The Alaska governor's hotness could be to blame for the defeat she suffered with running mate John McCain in the 2008 election, a study published Wednesday found.

The University of South Florida study, "Objectifying Sarah Palin: Evidence that Objectification Causes Women to be Perceived as Less Competent and Less Fully Human," studied the effects that the focus on Palin's appearance had on her overall perception as a candidate.

The study divided 133 undergraduates into two groups. One group was instructed to write a few lines about Palin's appearance, while another was asked to jot down general thoughts about the governor.

Both groups were then instructed to rate her various personality traits, including Palin's intelligence, trustworthiness and likeability.

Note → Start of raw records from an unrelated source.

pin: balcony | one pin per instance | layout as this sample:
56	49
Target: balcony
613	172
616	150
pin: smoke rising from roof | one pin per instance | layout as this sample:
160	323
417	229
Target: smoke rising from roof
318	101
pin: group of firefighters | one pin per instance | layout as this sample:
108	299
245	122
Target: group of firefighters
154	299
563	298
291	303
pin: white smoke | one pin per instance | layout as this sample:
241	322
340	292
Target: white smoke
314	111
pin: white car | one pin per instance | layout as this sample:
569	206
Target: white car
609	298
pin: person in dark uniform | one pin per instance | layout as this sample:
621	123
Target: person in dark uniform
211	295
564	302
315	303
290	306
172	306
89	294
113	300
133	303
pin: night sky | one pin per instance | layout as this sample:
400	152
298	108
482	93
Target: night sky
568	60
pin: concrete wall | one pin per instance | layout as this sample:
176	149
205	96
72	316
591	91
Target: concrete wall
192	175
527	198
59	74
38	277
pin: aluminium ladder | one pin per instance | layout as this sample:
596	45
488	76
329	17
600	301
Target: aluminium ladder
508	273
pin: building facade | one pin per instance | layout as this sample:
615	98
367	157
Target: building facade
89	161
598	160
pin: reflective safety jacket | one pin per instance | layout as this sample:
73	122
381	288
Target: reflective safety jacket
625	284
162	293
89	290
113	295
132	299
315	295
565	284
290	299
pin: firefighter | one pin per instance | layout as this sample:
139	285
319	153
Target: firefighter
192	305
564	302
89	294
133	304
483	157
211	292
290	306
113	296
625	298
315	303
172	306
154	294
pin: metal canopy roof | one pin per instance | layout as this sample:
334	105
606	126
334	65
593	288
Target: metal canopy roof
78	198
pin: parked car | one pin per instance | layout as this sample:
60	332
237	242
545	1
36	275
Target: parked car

The students who focused first on Palin's appearance rated her overall personality well, but gave the "pit bull in lipstick" low marks for capability and competence. Study authors concluded that the undergraduates who focused on Palin's physical attributes found her less credible and politically viable.

The GOP clearly banked on Palin's good looks during the 2008 election, dropping tens of thousands of dollars cash on her wardrobe in a shopping scandal that broke during the campaign.

Study author Nathan Heflick said that focusing on Palin's looks made respondents "less likely to vote for her."

"It was the effect her appearance had on their perception of her competence and humanity," Heflick told Miller-McCune magazine.

The governor placed in the top ten of prospective GOP candidates Republicans said they'd vote for in the 2012 general election.